NAME

Net::Amazon::EMR - API for Amazon's Elastic Map-Reduce service

SYNOPSIS

use Net::Amazon::EMR;

my $emr = Net::Amazon::EMR->new(
  AWSAccessKeyId  => $AWS_ACCESS_KEY_ID,
  SecretAccessKey => $SECRET_ACCESS_KEY,
  ssl             => 1,
  );

# start a job flow
my $id = $emr->run_job_flow(Name => "Example Job",
                            Instances => {
                                Ec2KeyName => 'myKeyId',
                                InstanceCount => 10,
                                KeepJobFlowAliveWhenNoSteps => 1,
                                MasterInstanceType => 'm1.small',
                                Placement => { AvailabilityZone => 'us-east-1a' },
                                SlaveInstanceType => 'm1.small',
                            },
                            BootstrapActions => [{
                              Name => 'Bootstrap-configure',
                              ScriptBootstrapAction => {
                                Path => 's3://elasticmapreduce/bootstrap-actions/configure-hadoop',
                                Args => [ '-m', 'mapred.compress.map.output=true' ],
                              },
                            }],
                            Steps => [{
                              ActionOnFailure => 'TERMINATE_JOB_FLOWS',
                              Name => "Set up debugging",
                              HadoopJarStep => { 
                                         Jar => 's3://us-east-1.elasticmapreduce/libs/script-runner/script-runner.jar',
                                         Args => [ 's3://us-east-1.elasticmapreduce/libs/state-pusher/0.1/fetch' ],
                                         },
                            }],
                          );

print "Job flow id = " . $id->JobFlowId . "\n";

# Get details of just-launched job
$result = $emr->describe_job_flows(JobFlowIds => [ $id->JobFlowId ]);

# or get details of all jobs created after a given time
$result = $emr->describe_job_flows(CreatedAfter => '2012-12-17T07:19:57Z');

# or use DateTime
$result = $emr->describe_job_flows(CreatedAfter => DateTime->new(year => 2012, month => 12, day => 17));

# See the details of the typed result
use Data::Dumper; print Dumper($result);

# or dispense with types and see the details as a perl hash
use Data::Dumper; print Dumper($result->as_hash);

# Flexible Booleans - 1, 0, undef, 'true', 'false'
$emr->set_visible_to_all_users(JobFlowIds => $id, VisibleToAllUsers => 1);
$emr->set_termination_protection(JobFlowIds => [ $id->JobFlowId ], TerminationProtected => 'false');

# Add map-reduce steps and execute
$emr->add_job_flow_steps(JobFlowId => $job_id,
                         Steps => [{
          ActionOnFailure => 'CANCEL_AND_WAIT',
          Name => "Example",
          HadoopJarStep => { 
            Jar => '/home/hadoop/contrib/streaming/hadoop-streaming.jar',
            Args => [ '-input', 's3://my-bucket/my-input',
                      '-output', 's3://my-bucket/my-output',
                      '-mapper', '/path/to/mapper-script',
                      '-reducer', '/path/to/reducer-script',
                    ],
            Properties => [ { Key => 'reduce_tasks_speculative_execution', Value => 'false' } ],
            },
      }, ... ]);

DESCRIPTION

This is an implementation of the Amazon Elastic Map-Reduce API.

CONSTRUCTOR

new(%options)

This is the constructor. Options are as follows:

  • AWSAccessKeyId (required)

    Your AWS access key.

  • SecretAccessKey (required)

    Your secret key.

  • base_url (optional)

    The base URL for your chosen Amazon region; see http://docs.aws.amazon.com/general/latest/gr/rande.html#emr_region. If not specified, the default URL is used (which implies region us-east-1).
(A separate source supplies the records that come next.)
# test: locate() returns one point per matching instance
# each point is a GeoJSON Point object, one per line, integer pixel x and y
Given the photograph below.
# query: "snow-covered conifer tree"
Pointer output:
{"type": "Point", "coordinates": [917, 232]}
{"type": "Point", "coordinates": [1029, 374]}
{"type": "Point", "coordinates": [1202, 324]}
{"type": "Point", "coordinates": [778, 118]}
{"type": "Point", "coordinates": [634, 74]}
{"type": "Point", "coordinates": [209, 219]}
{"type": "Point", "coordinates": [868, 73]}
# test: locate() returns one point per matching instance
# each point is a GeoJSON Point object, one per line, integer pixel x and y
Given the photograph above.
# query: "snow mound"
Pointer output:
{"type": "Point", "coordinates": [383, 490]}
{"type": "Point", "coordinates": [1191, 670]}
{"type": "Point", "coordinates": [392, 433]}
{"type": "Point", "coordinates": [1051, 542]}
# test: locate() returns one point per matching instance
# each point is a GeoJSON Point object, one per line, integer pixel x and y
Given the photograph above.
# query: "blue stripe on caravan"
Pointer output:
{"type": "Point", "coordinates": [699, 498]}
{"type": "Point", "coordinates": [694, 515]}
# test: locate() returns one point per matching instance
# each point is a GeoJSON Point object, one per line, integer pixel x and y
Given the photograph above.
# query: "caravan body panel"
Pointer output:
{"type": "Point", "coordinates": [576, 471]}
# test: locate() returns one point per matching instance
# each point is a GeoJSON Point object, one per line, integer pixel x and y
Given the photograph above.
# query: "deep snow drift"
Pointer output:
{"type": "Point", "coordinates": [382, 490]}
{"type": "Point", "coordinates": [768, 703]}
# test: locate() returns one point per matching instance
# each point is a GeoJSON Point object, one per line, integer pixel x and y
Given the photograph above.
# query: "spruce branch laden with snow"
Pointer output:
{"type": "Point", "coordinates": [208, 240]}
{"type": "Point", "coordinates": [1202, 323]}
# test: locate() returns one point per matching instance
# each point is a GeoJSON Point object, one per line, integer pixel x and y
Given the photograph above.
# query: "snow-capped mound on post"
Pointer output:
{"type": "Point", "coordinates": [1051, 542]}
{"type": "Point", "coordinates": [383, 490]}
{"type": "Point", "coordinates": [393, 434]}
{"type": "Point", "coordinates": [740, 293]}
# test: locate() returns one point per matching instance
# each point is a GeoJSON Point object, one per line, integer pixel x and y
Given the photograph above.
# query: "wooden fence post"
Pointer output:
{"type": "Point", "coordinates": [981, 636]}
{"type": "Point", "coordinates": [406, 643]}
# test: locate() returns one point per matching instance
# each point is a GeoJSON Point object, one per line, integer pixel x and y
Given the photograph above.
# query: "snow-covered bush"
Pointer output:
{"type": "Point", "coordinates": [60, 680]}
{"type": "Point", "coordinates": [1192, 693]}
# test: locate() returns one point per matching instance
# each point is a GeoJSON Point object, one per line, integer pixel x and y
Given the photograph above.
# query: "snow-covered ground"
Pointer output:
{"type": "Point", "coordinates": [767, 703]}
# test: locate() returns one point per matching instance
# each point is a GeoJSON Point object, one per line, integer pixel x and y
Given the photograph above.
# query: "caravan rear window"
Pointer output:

    my $emr = Net::Amazon::EMR->new(
        AWSAccessKeyId  => $AWS_ACCESS_KEY_ID,
        SecretAccessKey => $SECRET_ACCESS_KEY,
        base_url => 'https://elasticmapreduce.us-west-2.amazonaws.com',
    );
  • ssl (optional)

    If set to a true value, the default base_url will use https:// instead of http://. Defaults to true.

    The ssl flag is not used if base_url is set explicitly.

  • max_failures (optional)

    Number of times to retry if a communications failure occurs, before raising an exception. Defaults to 5.

METHODS

Detailed information on each of the methods can be found in the Amazon EMR API documentation. Each method takes a hash of parameters using the names given in the documentation. Parameter passing uses the following rules:

  • Array inputs such as InstanceGroups.member.N use their primary name and a Perl ArrayRef, i.e. InstanceGroups => [ ... ] in this example.

  • Either hashes or object instances may be passed in; e.g both of the following forms are acceptable:

    $emr->run_job_flow(Name => "API Test Job",
                                Instances => {
                                    Ec2KeyName => 'xxx',
                                    InstanceCount => 1,
                                },
        );
    
    $emr->run_job_flow(Name => "API Test Job",
                                Instances => Net::Amazon::EMR::JobFlowInstancesConfig->new(
                                    Ec2KeyName => 'xxx',
                                    InstanceCount => 1,
                                ),
        );
  • Otherwise, the names of parameters are exactly as found in the Amazon documentation for API version 2009-03-31.

add_instance_groups(%params)

AddInstanceGroups adds an instance group to a running cluster. Returns a Net::Amazon::EMR::AddInstanceGroupsResult object.

add_job_flow_steps(%params)

AddJobFlowSteps adds new steps to a running job flow. Returns 1 on success.

describe_job_flows(%params)

Returns a Net::Amazon::EMR::RunJobFlowResult that describes the job flows that match all of the supplied parameters.

modify_instance_groups(%params)

Modifies the number of nodes and configuration settings of an instance group. Returns 1 on success.

run_job_flow(%params)

Creates and starts running a new job flow. Returns a Net::Amazon::EMR::RunJobFlowResult object that contains the job flow ID.

set_termination_protection(%params)

Locks a job flow so the Amazon EC2 instances in the cluster cannot be terminated by user intervention, an API call, or in the event of a job-flow error. Returns 1 on success.

set_visible_to_all_users(%params)

Sets whether all AWS Identity and Access Management (IAM) users under your account can access the specifed job flows. Returns 1 on success.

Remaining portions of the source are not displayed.